Ese camino de configuración eclesiástica de Costa Rica inicia con el comienzo de la presencia española en territorio americano, que hay que estudiarlo siempre en su contexto social, político, militar, económico y cultural propio de los siglos XV y XVI, en el que el aspecto religioso no puede desvincularse de ellos, pues así era la mentalidad y la práctica de la época. Esos elementos siempre deben ser tomados en cuenta para poder leer en su contexto el proceso de institucionalidad eclesiástica, no quedarnos sólo en los datos fríos, y evitar generalizaciones o malinterpretaciones.

Siempre en la historia deben conocerse los criterios, valores, mentalidad y jurisprudencia de la época que se estudia y desde ellos analizar los acontecimientos, no desde lecturas que podríamos hacer con los criterios, valores, mentalidad y jurisprudencia de nuestro tiempo, pues eso sería anacrónico y hasta injusto.

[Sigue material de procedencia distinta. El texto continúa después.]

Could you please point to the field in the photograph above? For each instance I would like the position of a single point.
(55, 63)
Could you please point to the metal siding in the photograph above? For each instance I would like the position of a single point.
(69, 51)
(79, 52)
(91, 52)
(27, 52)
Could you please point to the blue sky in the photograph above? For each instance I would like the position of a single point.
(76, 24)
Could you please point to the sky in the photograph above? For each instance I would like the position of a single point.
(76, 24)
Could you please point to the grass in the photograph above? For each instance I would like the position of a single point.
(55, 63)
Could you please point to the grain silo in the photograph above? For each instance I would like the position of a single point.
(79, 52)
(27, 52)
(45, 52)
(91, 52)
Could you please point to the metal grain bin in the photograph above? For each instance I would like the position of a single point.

No somos los “jueces” de la historia, no podemos juzgar con criterios de hoy los hechos del ayer, en historia sólo se pueden analizar los acontecimientos con los criterios de valor con que lo hicieron los contemporáneos de cada época, ir más allá queda fuera la perspectiva histórica.

En el caso de la presencia española en América, sabemos que se han hecho muchas lecturas incompletas, que no siempre toman en cuenta su contexto, y se ha desarrollado así toda una “leyenda oscura”, que en mucho tiene su origen en los conflictos e intereses económicos de las potencias rivales de la España del momento, como fueron particularmente Inglaterra, Holanda y Francia, que tenían también posesiones colonialistas en el territorio americano. 

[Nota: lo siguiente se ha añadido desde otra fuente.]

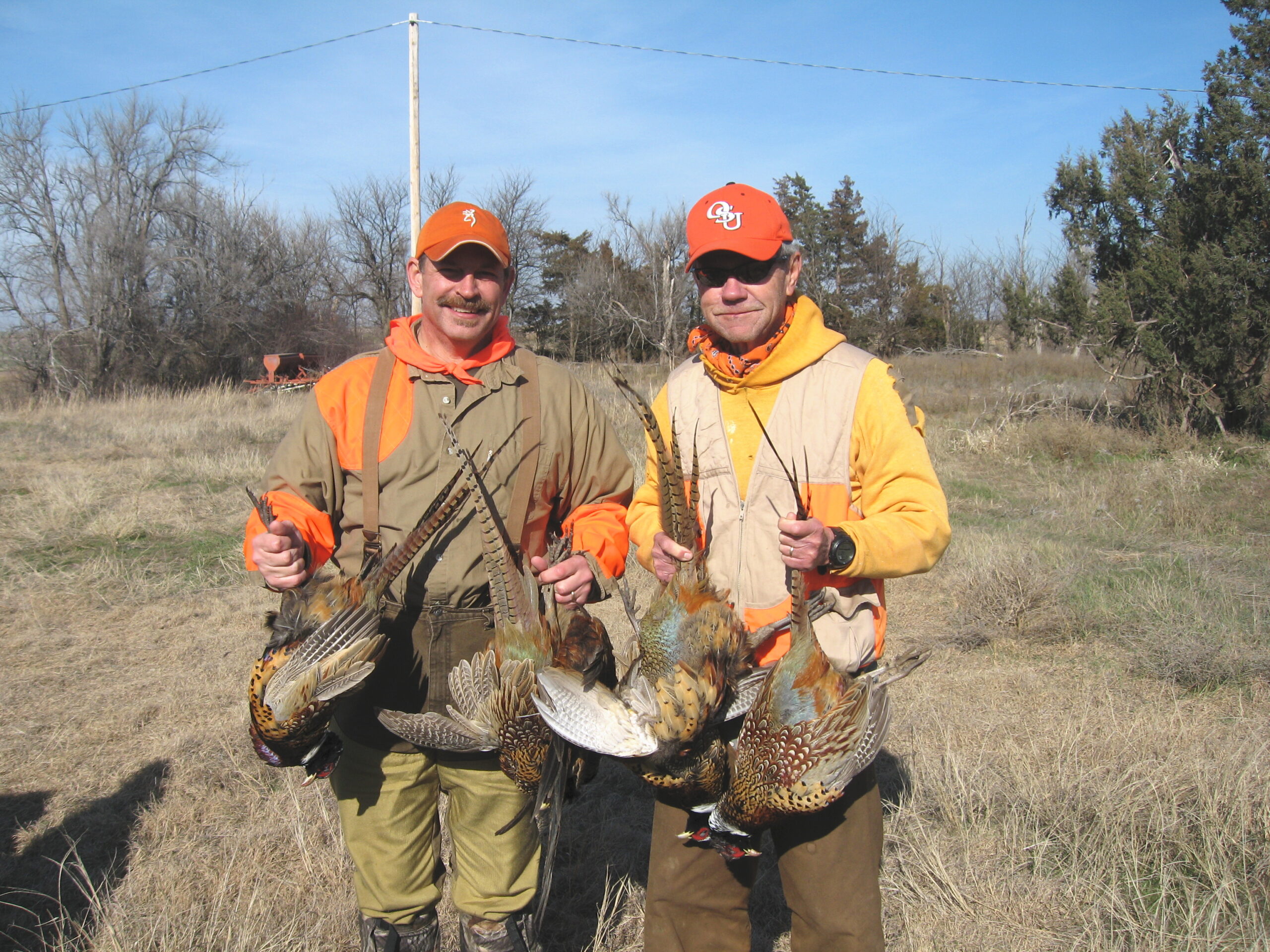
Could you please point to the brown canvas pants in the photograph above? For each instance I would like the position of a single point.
(829, 864)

En el proceso de colonización española en América ciertamente no faltaron sombras, límites y excesos, y hubo voces en aquel momento –sobre todo eclesiásticas– que se levantaron para denunciarlos; pero no podemos descontextualizar dicho proceso, ni hacer una lectura tergiversada de los hechos.

España se impuso en América sí, pero en un proceso de inmigración y dominación, con todas las distancias del caso, similar al acontecido entre los siglos IV y VIII cuando los pueblos germánicos –conocidos como “bárbaros”- invadieron, muchas veces a “sangre y fuego”, la Europa romana y arrasaron con buena parte de la cultura antigua; lo cual muchas veces se olvida. Mucho menos se acentúa la imposición violenta anglosajona y francesa en el norte de América, contemporánea a la de España. O no se consideran los convulsos movimientos poblacionales del interior de Asia o de África durante siglos. El fenómeno de la movilidad humana, la imposición cultural y la mezcla de pueblos -muchas veces violento- han sido y son una constante en la historia. Por ello siempre hay que ubicarse en el contexto y momento histórico en que tienen lugar, no para intentar justificar nada, sino para comprender debidamente los procesos.

El Documento de Puebla, de 1979, al reflexionar concretamente sobre el proceso histórico de la evangelización en América Latina nos dice: #6 “La generación de pueblos y culturas es siempre dramática; envuelta en luces y sombras. La Evangelización, como tarea humana, está sometida a las vicisitudes históricas, pero siempre busca transfigurarlas con el fuego del Espíritu en el camino de Cristo, centro y sentido de la historia universal, de todos y cada uno de los hombres […]. #10 “Si es cierto que la Iglesia en su labor evangelizadora tuvo que soportar el peso de desfallecimientos, alianzas con los poderes terrenos, incompleta visión pastoral y la fuerza destructora del pecado, también se debe reconocer que la Evangelización, que constituye a América Latina en el ‘continente de la esperanza’, ha sido mucho más poderosa que las sombras que dentro del contexto histórico vivido lamentablemente le acompañaron […]. #13 “A través de una rica experiencia histórica, llena de luces y de sombras, la gran misión de la Iglesia ha sido su compromiso en la fe con el hombre latinoamericano: para su salvación eterna, su superación espiritual y plena realización humana”.

Un camino de luces y sombras, sí, que hay que conocerlo en su contexto histórico; como intentaremos hacerlo a partir de la próxima entrega.